Monday, June 22, 2009

Case for serious reflection in a dangerous season for justice

AFTER last Saturday’s M-Net-Via Africa literary prize I found myself in the unexpected position of participating in a post-award interview.
Trying to match the occasion with some book knowledge, I did no better than invoke the character of Robert Jordan in Ernest Hemingway’s A Farewell to Arms. He spoke of things “which are worth the fighting for”.

In the dying hours of the constitutional negotiations, back in November 1993 at Kempton Park, I led the fight-back against a National Party-African National Congress deal that would have empowered the president and his cabinet to have effectively hand-picked their own Constitutional Court. The minuscule Democratic Party, sidelined on many other key issues, managed to win this battle.
My efforts to provide a Judicial Service Commission to act as a filter between the executive and appointments to the highest court in the land drew both cynicism and praise.
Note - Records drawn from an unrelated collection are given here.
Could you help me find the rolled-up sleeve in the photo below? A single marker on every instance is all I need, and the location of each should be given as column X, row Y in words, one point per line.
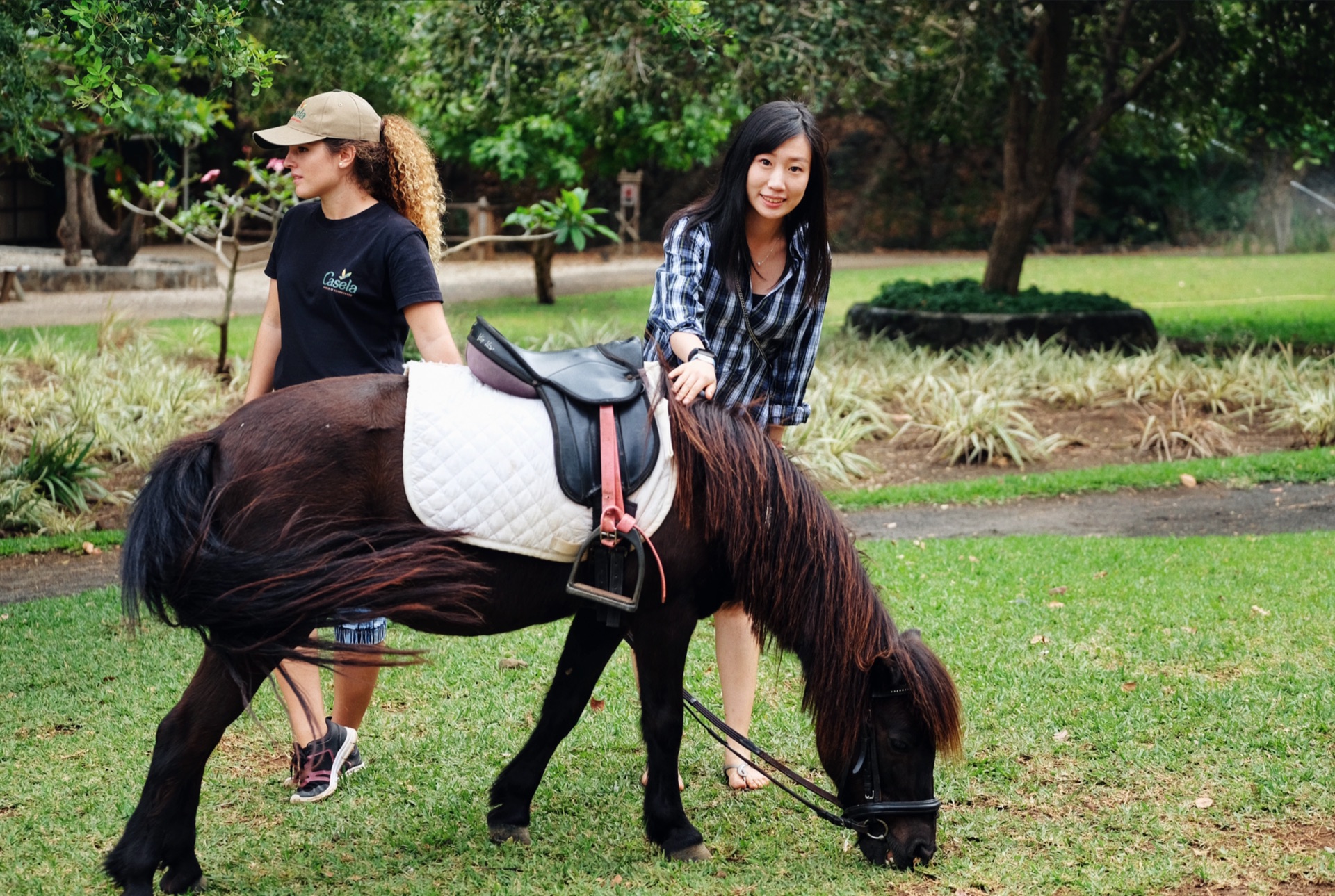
column 677, row 302
column 791, row 369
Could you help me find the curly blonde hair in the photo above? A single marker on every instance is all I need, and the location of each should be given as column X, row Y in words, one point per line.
column 400, row 171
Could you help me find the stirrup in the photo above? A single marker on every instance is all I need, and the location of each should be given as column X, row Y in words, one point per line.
column 605, row 594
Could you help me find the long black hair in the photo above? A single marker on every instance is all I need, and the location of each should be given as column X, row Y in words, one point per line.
column 725, row 209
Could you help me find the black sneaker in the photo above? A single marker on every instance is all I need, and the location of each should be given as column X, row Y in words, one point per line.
column 316, row 767
column 354, row 761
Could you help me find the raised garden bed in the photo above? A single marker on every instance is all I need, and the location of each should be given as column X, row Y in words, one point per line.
column 960, row 313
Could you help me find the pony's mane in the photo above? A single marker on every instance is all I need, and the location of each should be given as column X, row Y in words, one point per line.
column 798, row 573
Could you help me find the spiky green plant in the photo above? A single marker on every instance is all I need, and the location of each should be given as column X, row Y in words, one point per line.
column 59, row 471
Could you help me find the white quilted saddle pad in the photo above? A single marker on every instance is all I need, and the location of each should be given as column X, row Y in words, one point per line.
column 484, row 462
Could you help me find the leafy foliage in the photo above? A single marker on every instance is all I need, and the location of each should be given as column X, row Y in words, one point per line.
column 968, row 297
column 535, row 91
column 567, row 218
column 106, row 66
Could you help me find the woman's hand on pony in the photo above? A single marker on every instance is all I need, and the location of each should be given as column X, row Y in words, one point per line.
column 693, row 378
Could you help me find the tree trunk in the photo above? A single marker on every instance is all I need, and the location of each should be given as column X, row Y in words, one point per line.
column 1031, row 152
column 1067, row 188
column 68, row 230
column 115, row 246
column 1277, row 199
column 542, row 253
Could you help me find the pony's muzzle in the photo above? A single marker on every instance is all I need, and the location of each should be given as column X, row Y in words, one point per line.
column 905, row 843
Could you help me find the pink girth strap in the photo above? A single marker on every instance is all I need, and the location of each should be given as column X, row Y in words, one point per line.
column 615, row 520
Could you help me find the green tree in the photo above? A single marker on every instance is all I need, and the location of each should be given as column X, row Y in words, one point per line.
column 1275, row 97
column 76, row 74
column 1049, row 122
column 567, row 220
column 544, row 92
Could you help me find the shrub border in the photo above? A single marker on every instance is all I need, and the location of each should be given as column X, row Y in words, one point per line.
column 946, row 330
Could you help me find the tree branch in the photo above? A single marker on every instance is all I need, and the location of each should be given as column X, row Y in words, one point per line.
column 1114, row 101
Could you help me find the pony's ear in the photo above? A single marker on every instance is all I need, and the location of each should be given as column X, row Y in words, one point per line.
column 885, row 676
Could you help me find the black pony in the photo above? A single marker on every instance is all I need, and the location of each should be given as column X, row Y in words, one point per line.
column 293, row 509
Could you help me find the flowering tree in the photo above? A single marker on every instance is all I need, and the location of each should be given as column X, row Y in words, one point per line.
column 216, row 222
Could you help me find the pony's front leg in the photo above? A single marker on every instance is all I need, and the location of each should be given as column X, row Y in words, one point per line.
column 661, row 642
column 589, row 644
column 162, row 828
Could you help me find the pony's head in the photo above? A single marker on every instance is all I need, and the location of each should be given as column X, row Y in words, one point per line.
column 887, row 784
column 883, row 703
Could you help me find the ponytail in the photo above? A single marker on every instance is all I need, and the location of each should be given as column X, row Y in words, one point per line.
column 400, row 171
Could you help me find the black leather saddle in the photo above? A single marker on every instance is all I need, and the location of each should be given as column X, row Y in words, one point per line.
column 585, row 390
column 573, row 385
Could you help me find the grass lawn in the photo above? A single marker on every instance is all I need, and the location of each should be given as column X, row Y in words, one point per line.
column 1167, row 726
column 1198, row 298
column 1314, row 465
column 1191, row 297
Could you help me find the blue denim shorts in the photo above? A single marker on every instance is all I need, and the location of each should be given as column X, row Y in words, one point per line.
column 361, row 628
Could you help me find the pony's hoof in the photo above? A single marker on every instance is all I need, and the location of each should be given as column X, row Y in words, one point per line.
column 700, row 852
column 506, row 832
column 184, row 877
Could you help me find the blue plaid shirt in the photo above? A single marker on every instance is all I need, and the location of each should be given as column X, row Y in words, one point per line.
column 690, row 297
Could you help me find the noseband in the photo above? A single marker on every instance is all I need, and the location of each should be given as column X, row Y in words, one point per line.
column 863, row 816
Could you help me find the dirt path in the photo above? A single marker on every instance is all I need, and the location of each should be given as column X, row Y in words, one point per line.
column 1207, row 510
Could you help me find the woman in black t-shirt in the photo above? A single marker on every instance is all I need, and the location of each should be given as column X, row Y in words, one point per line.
column 351, row 275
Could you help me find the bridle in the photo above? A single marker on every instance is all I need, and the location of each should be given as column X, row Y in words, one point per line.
column 863, row 816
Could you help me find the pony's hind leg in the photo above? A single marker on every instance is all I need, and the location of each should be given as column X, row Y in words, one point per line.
column 162, row 828
column 589, row 644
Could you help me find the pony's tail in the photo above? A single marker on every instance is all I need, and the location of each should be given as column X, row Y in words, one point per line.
column 166, row 523
column 264, row 603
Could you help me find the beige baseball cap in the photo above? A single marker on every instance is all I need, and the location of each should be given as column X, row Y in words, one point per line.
column 337, row 114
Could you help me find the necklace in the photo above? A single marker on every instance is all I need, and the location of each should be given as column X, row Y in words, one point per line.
column 761, row 262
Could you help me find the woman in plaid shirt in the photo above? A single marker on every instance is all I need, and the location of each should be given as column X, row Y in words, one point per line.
column 737, row 313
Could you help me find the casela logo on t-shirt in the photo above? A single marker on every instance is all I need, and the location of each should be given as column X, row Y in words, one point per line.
column 341, row 282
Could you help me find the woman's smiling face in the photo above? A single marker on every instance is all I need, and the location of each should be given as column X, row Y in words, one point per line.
column 776, row 181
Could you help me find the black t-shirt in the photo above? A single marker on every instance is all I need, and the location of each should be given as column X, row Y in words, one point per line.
column 342, row 287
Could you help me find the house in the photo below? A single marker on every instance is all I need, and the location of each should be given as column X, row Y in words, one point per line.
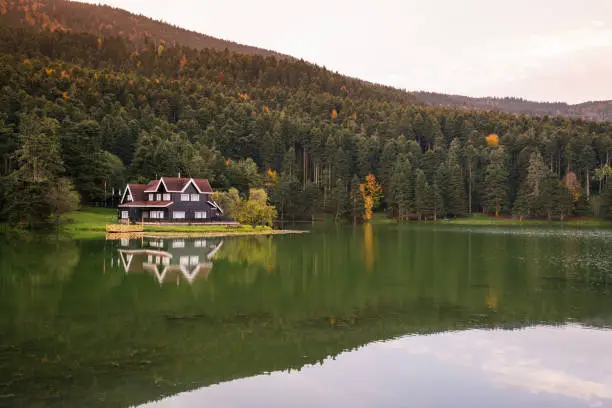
column 169, row 200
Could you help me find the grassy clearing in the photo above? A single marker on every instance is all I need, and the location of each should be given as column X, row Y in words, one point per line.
column 91, row 222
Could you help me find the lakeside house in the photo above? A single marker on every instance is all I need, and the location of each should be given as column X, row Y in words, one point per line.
column 172, row 200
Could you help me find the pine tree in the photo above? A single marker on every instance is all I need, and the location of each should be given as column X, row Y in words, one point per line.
column 441, row 181
column 456, row 205
column 421, row 194
column 529, row 200
column 402, row 187
column 496, row 182
column 356, row 200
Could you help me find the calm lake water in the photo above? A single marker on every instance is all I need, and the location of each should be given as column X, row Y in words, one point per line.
column 367, row 316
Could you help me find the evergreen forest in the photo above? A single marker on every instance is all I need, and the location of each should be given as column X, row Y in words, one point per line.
column 81, row 115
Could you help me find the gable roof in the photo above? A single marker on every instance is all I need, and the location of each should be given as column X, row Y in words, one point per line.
column 178, row 184
column 174, row 184
column 152, row 186
column 137, row 191
column 203, row 185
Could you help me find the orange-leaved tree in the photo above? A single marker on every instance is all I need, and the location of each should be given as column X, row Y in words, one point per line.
column 492, row 140
column 372, row 193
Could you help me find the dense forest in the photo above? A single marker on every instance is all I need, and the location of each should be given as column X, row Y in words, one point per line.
column 79, row 113
column 104, row 21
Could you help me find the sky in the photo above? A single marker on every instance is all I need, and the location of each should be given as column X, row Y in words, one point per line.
column 542, row 50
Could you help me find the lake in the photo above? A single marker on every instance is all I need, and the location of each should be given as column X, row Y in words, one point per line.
column 366, row 316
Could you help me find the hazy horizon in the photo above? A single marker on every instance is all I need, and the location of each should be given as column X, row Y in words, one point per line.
column 548, row 52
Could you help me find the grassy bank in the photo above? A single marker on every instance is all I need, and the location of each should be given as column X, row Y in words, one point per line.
column 91, row 223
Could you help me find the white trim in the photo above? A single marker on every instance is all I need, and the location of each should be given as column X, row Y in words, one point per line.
column 194, row 184
column 127, row 188
column 214, row 204
column 145, row 205
column 161, row 181
column 156, row 187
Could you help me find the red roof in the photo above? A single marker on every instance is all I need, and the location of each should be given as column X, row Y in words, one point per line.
column 137, row 191
column 203, row 185
column 176, row 184
column 152, row 186
column 142, row 203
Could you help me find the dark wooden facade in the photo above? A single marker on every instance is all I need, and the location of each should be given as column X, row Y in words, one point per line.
column 170, row 200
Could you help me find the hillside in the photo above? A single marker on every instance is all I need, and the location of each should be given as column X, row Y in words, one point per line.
column 597, row 111
column 107, row 21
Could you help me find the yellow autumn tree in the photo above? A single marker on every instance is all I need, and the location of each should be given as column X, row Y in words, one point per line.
column 182, row 62
column 492, row 140
column 371, row 192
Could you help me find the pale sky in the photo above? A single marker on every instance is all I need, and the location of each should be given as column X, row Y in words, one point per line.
column 544, row 50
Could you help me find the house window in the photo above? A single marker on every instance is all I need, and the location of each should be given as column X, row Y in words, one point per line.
column 157, row 214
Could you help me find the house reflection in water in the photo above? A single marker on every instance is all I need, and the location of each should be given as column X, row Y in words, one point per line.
column 171, row 260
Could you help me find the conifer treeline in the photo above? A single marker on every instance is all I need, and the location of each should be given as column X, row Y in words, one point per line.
column 304, row 133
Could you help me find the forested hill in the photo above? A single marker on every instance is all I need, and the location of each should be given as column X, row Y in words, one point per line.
column 597, row 111
column 105, row 21
column 89, row 112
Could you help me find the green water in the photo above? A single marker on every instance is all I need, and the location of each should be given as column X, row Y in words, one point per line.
column 374, row 316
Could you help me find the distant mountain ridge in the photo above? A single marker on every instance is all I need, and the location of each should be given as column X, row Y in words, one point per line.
column 104, row 21
column 594, row 110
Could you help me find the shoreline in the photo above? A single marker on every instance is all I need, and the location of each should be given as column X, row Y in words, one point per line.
column 215, row 234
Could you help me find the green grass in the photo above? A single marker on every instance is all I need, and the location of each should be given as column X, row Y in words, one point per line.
column 89, row 219
column 90, row 222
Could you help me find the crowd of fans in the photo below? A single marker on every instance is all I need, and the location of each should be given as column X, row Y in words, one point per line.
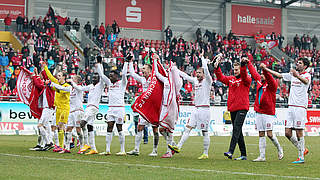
column 40, row 44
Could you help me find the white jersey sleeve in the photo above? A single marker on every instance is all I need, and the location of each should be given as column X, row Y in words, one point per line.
column 299, row 91
column 286, row 76
column 61, row 88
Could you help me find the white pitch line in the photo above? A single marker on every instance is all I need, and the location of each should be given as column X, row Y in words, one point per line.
column 164, row 167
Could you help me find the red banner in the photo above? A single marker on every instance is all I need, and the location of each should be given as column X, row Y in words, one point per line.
column 248, row 20
column 148, row 105
column 140, row 14
column 14, row 7
column 24, row 85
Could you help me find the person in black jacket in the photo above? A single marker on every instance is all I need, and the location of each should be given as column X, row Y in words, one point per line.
column 19, row 22
column 87, row 29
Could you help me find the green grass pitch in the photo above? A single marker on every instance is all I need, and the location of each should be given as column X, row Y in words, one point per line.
column 17, row 162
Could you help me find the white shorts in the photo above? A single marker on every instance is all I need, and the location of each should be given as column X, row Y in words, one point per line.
column 264, row 122
column 296, row 117
column 46, row 116
column 116, row 114
column 200, row 118
column 90, row 114
column 74, row 118
column 163, row 112
column 142, row 121
column 52, row 119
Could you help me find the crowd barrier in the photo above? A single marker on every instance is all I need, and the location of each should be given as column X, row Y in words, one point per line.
column 16, row 119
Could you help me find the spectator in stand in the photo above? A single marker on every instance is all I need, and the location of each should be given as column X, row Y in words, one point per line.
column 115, row 27
column 87, row 29
column 16, row 60
column 8, row 74
column 102, row 29
column 297, row 42
column 304, row 42
column 86, row 53
column 12, row 83
column 19, row 22
column 76, row 24
column 198, row 34
column 95, row 32
column 280, row 40
column 169, row 35
column 33, row 23
column 308, row 42
column 56, row 26
column 51, row 12
column 7, row 23
column 4, row 61
column 67, row 24
column 108, row 30
column 25, row 50
column 25, row 24
column 314, row 42
column 51, row 64
column 112, row 38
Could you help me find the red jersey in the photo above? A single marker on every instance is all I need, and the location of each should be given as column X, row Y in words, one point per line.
column 238, row 96
column 265, row 102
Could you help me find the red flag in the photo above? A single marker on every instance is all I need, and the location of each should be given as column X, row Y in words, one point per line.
column 148, row 105
column 27, row 92
column 24, row 85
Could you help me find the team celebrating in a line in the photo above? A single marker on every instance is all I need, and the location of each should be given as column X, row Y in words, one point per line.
column 61, row 101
Both the cynicism and excessive praise were overblown. I just reckoned then, as now, that without an independent constitutional court which owed fealty to the constitution, not to the government, SA’s brave new democratic world would be stillborn.

Reading the criticism and concern which greeted the unprecedented adjournment of the first meeting of the Judicial Service Commission (JSC) since the election, I thought perhaps another of Hemingway’s aphorisms applied to the body on whose establishment I had expended so much energy all those years ago. He used the phrase “beautiful fatalism” to describe people “who stay loyal to a doomed cause”. Are the causes of judicial independence, and the JSC as a vehicle to ensure it, doomed?
Certainly the JSC has been knocked all over the legal ballpark recently. It has made a meal and, the South Gauteng High Court suggests, a hash of investigating complaints of misconduct against Cape Judge President John Hlophe.
On the appointments front, new Justice Minister Jeff Radebe prevailed, on a majority vote, to postpone proceedings, in part, he said, to allow him meaningful input on the question of the transformation of the judiciary, “with regard to race and gender representivity”.

Actually, inside one of the documents that members, including Radebe, received for the meeting, was an appendix baldly entitled “Demographics”. Here, in detailed racial arithmetic, was the result of the JSC’s handiwork on the transformation front over the past 15 years. At the commencement of the new constitutional order, 97% of all judges were white men. According to the JSC document, today 54% of the country’s judiciary are black, and 27,2% are female. To widen the pool of women appointees, the JSC has inaugurated a special training programme targeting women practitioners. In terms of race, the JSC has ensured that 87% of the nominees it proposed for high court positions in the past year were black.

But such progress, impelled in part by the constitutional requirement that the judiciary “reflect broadly the racial and gender composition of SA”, is quite insufficient for the taste of the Black Lawyers Association. According to their document, which was attached in support of one of the candidates up for consideration, nothing short of full-scale proportional representation will suffice: “The judiciary, and therefore the JSC, cannot pretend that it is proper that justice should be meted out to the majority black population by a majority white judiciary, or a marginally black majority bench.”

Strangely , there was no document before the JSC that dealt with any of the violations we have witnessed over the past few months of section 165(3) of the constitution, which provides that “no person or organ of state may interfere with the functioning of the courts”. No doubt a vast file could be filled with threats made against the judiciary in recent times .

Last weekend, Democratic Alliance leader Helen Zille warned against reducing the judiciary to puppets of the ruling party. Doubtless, Radebe will have regard for this concern. He should also use the period of reflection he has arranged to consider how best to balance the sometimes competing claims of diversity and competence. Supreme Court of Appeal Judge Carole Lewis last year drew attention to inexperienced high court judges meting out “horrifying convictions and acquittals where judges had simply not understood the fundamental rules of evidence or criminal law”.
I suspect most South Africans, of all stripes, would rather appear before a judge, of any colour, who could competently apply the rule of law, without prejudice, and hold the ring for them against the mightiest forces in the land.
That is, indeed, “worth the fighting for”.